Effects of V103I MC4R on Signaling and Receptor Internalization (A and B) Dose-response curves for αMSH-, βMSH-, and NDP-αMSH-induced (A) cAMP production and (B) β-arrestin recruitment for V103I compared to WT MC4R and mock transfected cells expressed as % WT. Data represented as mean ± SEM from 4 independent experiments. (C and D) Representative western blots and quantification of ERK1/2 phosphorylation by WT and V103I MC4R before (−) and after (+) stimulation by (C) αMSH and βMSH and (D) NDP-αMSH in a time-course experiment; EGF used as a positive control; vinculin used as a loading control. (E and F) (E) Confocal microscopy and (F) receptor cell surface expression quantified by FACS for cells expressing WT and V103I MC4R before (−) and after (+) stimulation by NDP-αMSH. Scale bars, 50 μm; 10 μm (inset). Data represented as mean ± SEM from 3–8 independent experiments; statistical significance of differences between WT and mutant analyzed with unpaired single-sample t test (A, B, C, D, F). ^∗p < 0.05; ^∗∗p < 0.01. AUC; area under the curve.

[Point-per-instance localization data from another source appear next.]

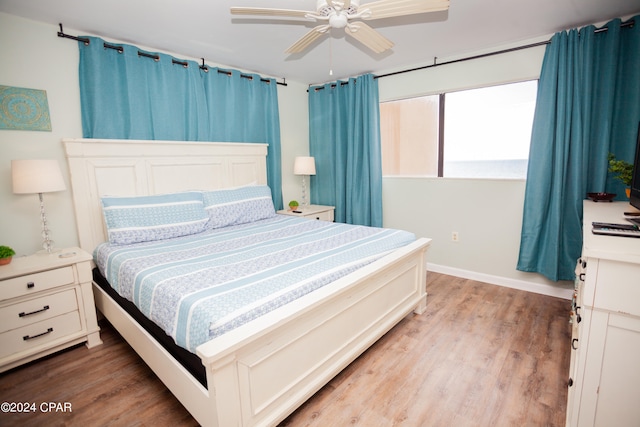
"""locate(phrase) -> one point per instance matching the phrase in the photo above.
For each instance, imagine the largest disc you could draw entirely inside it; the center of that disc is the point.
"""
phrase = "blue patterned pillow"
(147, 218)
(238, 205)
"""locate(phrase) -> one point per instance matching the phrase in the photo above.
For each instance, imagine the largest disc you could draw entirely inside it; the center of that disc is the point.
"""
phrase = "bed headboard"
(100, 167)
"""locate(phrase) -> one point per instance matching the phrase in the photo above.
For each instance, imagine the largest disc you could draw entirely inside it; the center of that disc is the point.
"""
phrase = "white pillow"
(148, 218)
(238, 205)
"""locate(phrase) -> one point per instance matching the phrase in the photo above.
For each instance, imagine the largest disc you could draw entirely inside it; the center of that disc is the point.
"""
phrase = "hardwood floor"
(481, 355)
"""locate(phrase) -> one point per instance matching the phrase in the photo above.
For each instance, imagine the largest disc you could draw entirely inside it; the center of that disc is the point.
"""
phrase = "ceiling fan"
(342, 13)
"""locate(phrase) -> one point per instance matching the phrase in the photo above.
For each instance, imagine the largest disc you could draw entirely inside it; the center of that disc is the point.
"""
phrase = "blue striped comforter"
(198, 287)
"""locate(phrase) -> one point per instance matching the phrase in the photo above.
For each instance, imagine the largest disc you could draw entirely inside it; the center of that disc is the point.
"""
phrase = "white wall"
(33, 56)
(486, 213)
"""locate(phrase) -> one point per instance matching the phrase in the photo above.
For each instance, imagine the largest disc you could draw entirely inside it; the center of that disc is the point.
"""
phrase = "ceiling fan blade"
(269, 12)
(307, 39)
(390, 8)
(368, 37)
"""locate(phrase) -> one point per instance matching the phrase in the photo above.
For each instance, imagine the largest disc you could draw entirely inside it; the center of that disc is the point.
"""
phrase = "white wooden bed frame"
(261, 372)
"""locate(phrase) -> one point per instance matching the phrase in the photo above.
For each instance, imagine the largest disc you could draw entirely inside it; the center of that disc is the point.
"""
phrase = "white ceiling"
(206, 29)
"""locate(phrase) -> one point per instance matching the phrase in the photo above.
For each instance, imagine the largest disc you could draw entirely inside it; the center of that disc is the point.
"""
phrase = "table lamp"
(37, 177)
(304, 166)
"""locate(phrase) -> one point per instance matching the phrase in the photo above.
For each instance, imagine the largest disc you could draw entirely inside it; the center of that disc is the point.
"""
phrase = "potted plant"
(6, 253)
(621, 170)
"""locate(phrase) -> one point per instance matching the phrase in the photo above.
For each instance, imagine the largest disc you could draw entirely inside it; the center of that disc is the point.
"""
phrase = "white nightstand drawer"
(27, 337)
(38, 309)
(31, 283)
(322, 216)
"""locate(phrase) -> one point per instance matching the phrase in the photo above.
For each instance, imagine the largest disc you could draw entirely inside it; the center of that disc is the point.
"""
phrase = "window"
(478, 133)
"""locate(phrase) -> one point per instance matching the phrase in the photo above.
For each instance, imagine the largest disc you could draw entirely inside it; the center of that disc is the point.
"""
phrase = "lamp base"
(52, 251)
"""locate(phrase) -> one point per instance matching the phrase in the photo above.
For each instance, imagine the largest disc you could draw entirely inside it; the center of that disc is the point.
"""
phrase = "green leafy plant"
(622, 170)
(6, 252)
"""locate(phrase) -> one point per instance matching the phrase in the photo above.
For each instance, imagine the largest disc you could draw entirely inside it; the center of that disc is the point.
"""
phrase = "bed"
(259, 371)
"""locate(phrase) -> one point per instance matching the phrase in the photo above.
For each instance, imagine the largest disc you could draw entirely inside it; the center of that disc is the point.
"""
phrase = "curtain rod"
(156, 58)
(629, 23)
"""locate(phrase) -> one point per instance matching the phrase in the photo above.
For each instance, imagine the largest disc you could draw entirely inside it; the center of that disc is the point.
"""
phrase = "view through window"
(485, 133)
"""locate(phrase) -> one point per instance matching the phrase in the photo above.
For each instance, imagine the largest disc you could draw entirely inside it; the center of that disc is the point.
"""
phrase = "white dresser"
(46, 304)
(605, 357)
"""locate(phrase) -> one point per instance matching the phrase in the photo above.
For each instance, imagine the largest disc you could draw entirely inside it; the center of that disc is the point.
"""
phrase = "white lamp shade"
(36, 176)
(304, 166)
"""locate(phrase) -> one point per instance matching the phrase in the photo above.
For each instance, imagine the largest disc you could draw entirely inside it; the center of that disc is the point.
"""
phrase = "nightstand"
(322, 213)
(46, 305)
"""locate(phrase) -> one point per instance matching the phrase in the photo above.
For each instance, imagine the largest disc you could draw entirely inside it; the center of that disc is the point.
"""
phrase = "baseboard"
(538, 288)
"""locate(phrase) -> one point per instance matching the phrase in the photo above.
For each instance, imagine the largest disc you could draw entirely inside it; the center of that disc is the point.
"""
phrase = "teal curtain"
(125, 94)
(344, 138)
(588, 105)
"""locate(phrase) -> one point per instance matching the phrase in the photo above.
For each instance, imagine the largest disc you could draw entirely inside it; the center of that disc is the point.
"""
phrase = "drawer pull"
(27, 337)
(23, 314)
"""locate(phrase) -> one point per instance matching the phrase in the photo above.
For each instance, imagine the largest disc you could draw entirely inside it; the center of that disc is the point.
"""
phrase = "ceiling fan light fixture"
(338, 20)
(344, 13)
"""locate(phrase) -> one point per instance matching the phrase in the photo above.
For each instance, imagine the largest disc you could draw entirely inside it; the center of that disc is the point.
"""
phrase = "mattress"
(200, 286)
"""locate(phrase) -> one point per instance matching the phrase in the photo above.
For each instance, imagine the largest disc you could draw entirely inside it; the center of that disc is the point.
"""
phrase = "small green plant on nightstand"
(6, 253)
(621, 170)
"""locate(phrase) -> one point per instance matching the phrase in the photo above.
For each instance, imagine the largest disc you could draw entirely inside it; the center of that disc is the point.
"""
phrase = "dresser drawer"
(39, 333)
(618, 289)
(322, 216)
(32, 283)
(35, 310)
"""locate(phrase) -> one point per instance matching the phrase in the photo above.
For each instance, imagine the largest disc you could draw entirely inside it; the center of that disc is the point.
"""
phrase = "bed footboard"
(261, 372)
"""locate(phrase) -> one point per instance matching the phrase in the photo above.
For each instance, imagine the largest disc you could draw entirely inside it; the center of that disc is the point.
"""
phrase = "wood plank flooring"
(481, 355)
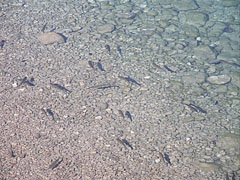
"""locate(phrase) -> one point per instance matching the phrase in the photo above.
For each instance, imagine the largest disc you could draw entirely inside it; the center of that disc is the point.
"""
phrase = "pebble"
(185, 5)
(98, 118)
(219, 80)
(228, 141)
(204, 52)
(106, 28)
(50, 38)
(197, 18)
(208, 166)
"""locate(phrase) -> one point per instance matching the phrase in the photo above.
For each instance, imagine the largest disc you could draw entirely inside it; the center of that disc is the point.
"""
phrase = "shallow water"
(148, 89)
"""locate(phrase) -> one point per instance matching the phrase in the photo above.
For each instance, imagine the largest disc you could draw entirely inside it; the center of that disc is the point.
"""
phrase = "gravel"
(181, 65)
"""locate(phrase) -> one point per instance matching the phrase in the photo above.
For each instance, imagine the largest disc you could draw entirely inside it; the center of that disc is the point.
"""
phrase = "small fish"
(155, 65)
(161, 157)
(22, 81)
(32, 79)
(167, 68)
(166, 157)
(119, 50)
(121, 113)
(12, 153)
(129, 80)
(108, 86)
(127, 143)
(29, 83)
(127, 113)
(49, 111)
(55, 163)
(58, 86)
(91, 64)
(2, 43)
(197, 108)
(44, 27)
(108, 48)
(100, 65)
(120, 141)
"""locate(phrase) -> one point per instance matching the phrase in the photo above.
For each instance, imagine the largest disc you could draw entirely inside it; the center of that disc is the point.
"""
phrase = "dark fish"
(29, 83)
(120, 141)
(49, 111)
(121, 113)
(127, 113)
(52, 29)
(64, 37)
(55, 163)
(44, 27)
(155, 65)
(32, 79)
(109, 86)
(100, 65)
(12, 153)
(22, 81)
(119, 50)
(167, 68)
(91, 64)
(197, 108)
(60, 87)
(129, 80)
(2, 43)
(166, 157)
(127, 143)
(108, 48)
(228, 30)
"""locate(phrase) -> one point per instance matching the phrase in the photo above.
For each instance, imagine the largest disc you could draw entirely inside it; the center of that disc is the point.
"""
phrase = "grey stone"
(50, 38)
(126, 15)
(208, 166)
(204, 52)
(227, 52)
(196, 18)
(220, 79)
(194, 77)
(184, 5)
(190, 30)
(229, 3)
(106, 28)
(228, 141)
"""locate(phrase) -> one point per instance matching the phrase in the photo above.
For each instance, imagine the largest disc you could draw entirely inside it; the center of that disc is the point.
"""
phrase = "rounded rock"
(50, 38)
(219, 80)
(106, 28)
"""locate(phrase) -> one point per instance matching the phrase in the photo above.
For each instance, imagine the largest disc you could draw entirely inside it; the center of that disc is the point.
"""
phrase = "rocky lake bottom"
(120, 89)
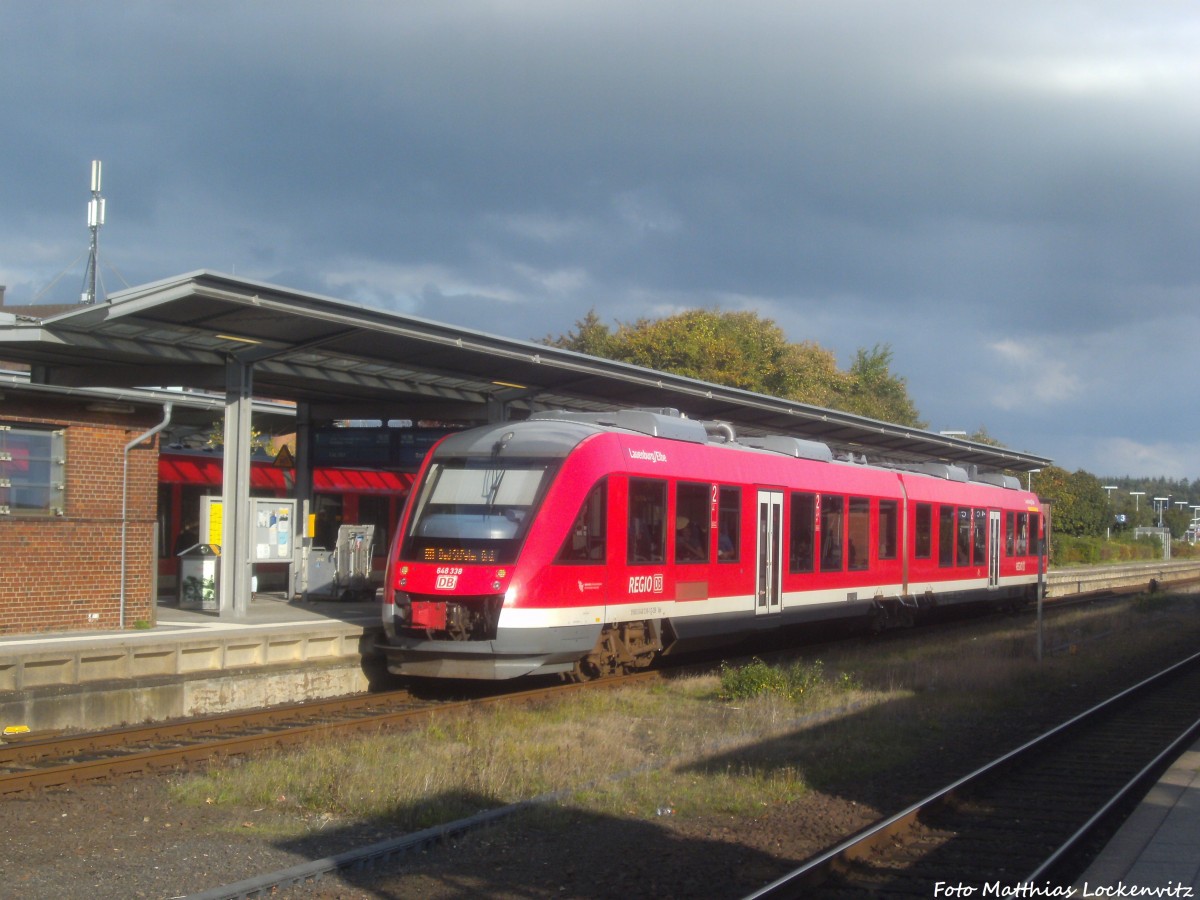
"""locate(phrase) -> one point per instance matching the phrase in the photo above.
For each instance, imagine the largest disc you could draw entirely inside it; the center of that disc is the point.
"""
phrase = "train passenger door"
(994, 535)
(768, 576)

See also Figures S1 and S2 and Table S7 and S8.

Figure S2

Effects of V103I MC4R on cAMP Production, β-arrestin Recruitment, MAPK Pathway Activation, and Cell Surface Expression Representative real-time measurement of (A) cAMP (B) β-arrestin recruitment upon NDP-αMSH stimulation. (C) Time-course quantification and (D) respective area under the curve (AUC) of ERK1/2 phosphorylation assessed by Homogeneous Time-Resolved Resonance Energy Transfer (HTRF)-based sandwich immunoassay (Cisbio, 64AERPET); data expressed as % WT. WT (open squares), V103I (solid squares) MC4R; mean ± standard error; (n = 4); statistical significance of differences between WT and mutant analyzed in an unpaired single-sample t test; ^∗∗p < 0.01. (E) Confocal microscopy on COS-7 cells expressing WT and V103I MC4R unstimulated and upon NDP-αMSH stimulation. MC4R in red (Anti-FLAG (M2) antibody), plasma membrane in green (wheat germ agglutinin) and nuclei in blue (DAPI). Scale bars, 50 μm. (F) Effects of V103I MC4R on receptor internalization quantified by FACS. Representative data on receptor internalization using HeLa cells transiently transfected with FLAG-MC4R WT or V103I. Mock-transfected cells were used as controls for non-specific binding of the antibody (FLAG-PE; negative control). Mean fluorescence intensity (MFI) represents the amount of MC4R present at the cell surface; receptor internalization was quantified using the mean fluorescence intensity (MFI) values of FLAG-PE⁺ cells from unstimulated (-) and NDP-αMSH stimulated WT and V103I MC4R. Related to Figure 4.

Figure 5

Mechanisms by Which V103I MC4R Causes a Gain-of-Function (A and B) Schematic of mechanisms by which V103I MC4R (pink dot) results in GoF. G proteins (α,β,γ); MSH, melanocyte stimulating hormone; AC, adenylate cyclase; CRE, cyclic AMP response element; TF, transcription factor.